Though negative facets of professional sport are abound in its use to perpetuate sexism, outdated racist tendencies (Please reference the ape grunting at the Bernebau and Nou Camp when each respective away club’s colored players touched the ball), obsessive fanaticism(http://www.youtube.com/watch?v=BvMf_OK_-6E Haha ), and nationalism bordering on jingoism (http://www.telegraph.co.uk/news/worldnews/asia/bangladesh/7756547/Fanatical-Brazil-and-Argentina-football-fans-clash-in-Bangladesh.html), as well as Foer’s above point on “commodified tribalism,” we should heed what Eduardo Galeano once said – “How is soccer like God? Each inspires devotion among believers and distrust among intellectuals” – and make point to remind ourselves it feels good to sit back, root and cheer for our talented athletes and high-five the strangers around us.

As globalization has stepped on the accelerator the past twenty some-odd years, and consequently many of our lives have also increased pace as well, the power of sport delivers a rush of a different sort. An escape from the anesthetic of modern life, the power of the crowd provides, in Bill Buford’s words, “that of existing so intensely in the present that it is possible for an individual, briefly, to cease being an individual, to disappear into the power of numbers – the strength of them, the emotion of belonging to them.”

What we are left with is sport as culture. Talking sports (particularly soccer) is an integral part of male culture around the world, and in the U.S. soccer is shifting from a purely subcultural topic to something more widely recognized in pop culture.

That some decide to pledge their life to the game and fandom for the club should not surprise us if we view soccer through this lens. Again, at risk of creating a romanticized idyllic of the game, that privileged, postmodern search for a different culture than our own – one that is “pure” and made up of archetypes like the unattractive, working class fanatics who live and die with the club – is also what drew many of us in the U.S. to the game in the first place.

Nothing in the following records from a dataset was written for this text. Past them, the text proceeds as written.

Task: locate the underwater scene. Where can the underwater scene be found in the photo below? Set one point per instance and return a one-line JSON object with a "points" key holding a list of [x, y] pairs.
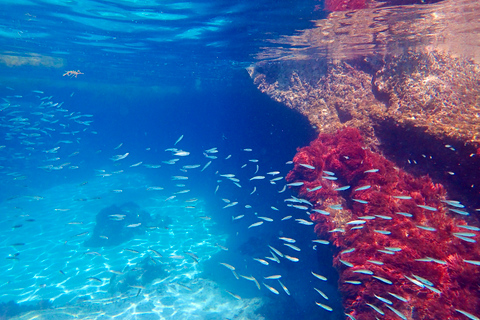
{"points": [[207, 160]]}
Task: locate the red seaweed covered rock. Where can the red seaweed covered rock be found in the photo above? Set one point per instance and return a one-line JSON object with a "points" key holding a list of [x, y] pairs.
{"points": [[403, 251]]}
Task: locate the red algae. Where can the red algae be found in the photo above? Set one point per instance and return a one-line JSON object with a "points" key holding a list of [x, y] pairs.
{"points": [[420, 272]]}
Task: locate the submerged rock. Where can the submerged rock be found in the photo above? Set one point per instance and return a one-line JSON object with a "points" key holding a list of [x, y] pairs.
{"points": [[117, 224]]}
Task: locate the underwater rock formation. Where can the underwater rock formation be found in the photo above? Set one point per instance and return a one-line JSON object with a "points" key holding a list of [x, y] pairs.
{"points": [[142, 274], [402, 249], [428, 90], [117, 224]]}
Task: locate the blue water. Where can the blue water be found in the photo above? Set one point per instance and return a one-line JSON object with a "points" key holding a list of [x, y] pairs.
{"points": [[151, 72]]}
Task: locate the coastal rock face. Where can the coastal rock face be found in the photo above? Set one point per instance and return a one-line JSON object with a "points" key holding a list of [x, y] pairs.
{"points": [[390, 232], [419, 109], [429, 90], [434, 91]]}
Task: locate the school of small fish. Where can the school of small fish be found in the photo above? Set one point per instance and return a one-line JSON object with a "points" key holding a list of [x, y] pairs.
{"points": [[50, 134]]}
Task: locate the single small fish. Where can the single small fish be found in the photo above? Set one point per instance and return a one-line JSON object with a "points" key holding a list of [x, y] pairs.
{"points": [[131, 250], [468, 315], [120, 157], [367, 217], [271, 288], [348, 264], [336, 207], [329, 178], [383, 279], [227, 266], [276, 251], [398, 297], [405, 214], [382, 232], [426, 228], [266, 219], [463, 213], [295, 184], [304, 222], [402, 197], [347, 251], [256, 224], [261, 261], [274, 277], [325, 213], [178, 140], [230, 205], [234, 295], [293, 259], [416, 282], [398, 313], [296, 206], [181, 153], [375, 308], [323, 306], [362, 188], [314, 189], [383, 300], [468, 227], [360, 201], [363, 271], [464, 234], [321, 293], [427, 207], [284, 288], [307, 166], [316, 275], [292, 246], [383, 217], [466, 239], [356, 222], [134, 225]]}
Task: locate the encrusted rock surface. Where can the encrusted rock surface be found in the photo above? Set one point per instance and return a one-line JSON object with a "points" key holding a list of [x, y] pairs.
{"points": [[410, 107], [430, 90]]}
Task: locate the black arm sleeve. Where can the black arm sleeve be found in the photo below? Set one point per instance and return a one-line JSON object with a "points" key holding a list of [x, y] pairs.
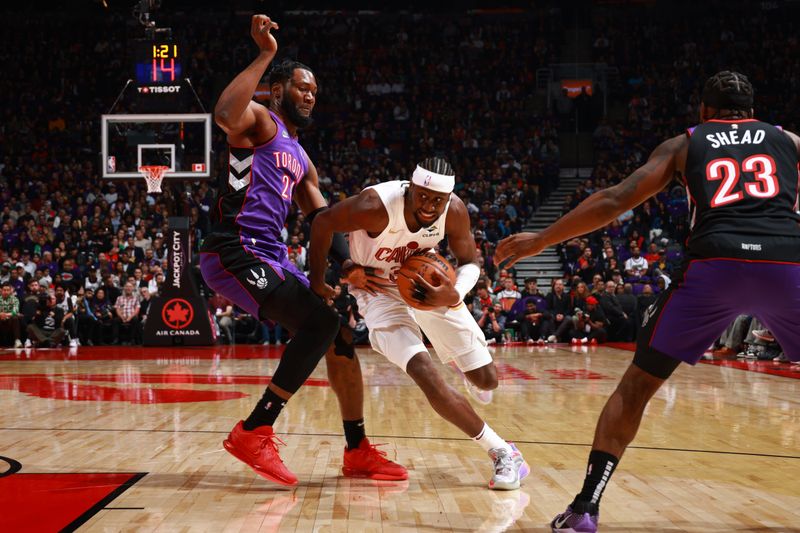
{"points": [[340, 251]]}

All cultures have their good and bad facets, and sport as culture is no different. To close, a quote once again from a character in Buford’s book which encompasses the reasoning and healthy positivism I chose to subscribe to for this piece.  “I don’t know if you can call us tribal. I don’t like the word. I prefer to see myself as a part of a collective fiesta in which I can celebrate the great opportunity of being surrounded by others who feel the way I do. The club belongs to us; we are linked to it as if it were a vital part of our existence.” This statement rings true not only for those historically situated localized fans, but in this shrinking global realm of culture, media, and sport, clubs may now belong to those even in the most remote, far-flung expanses on the Earth.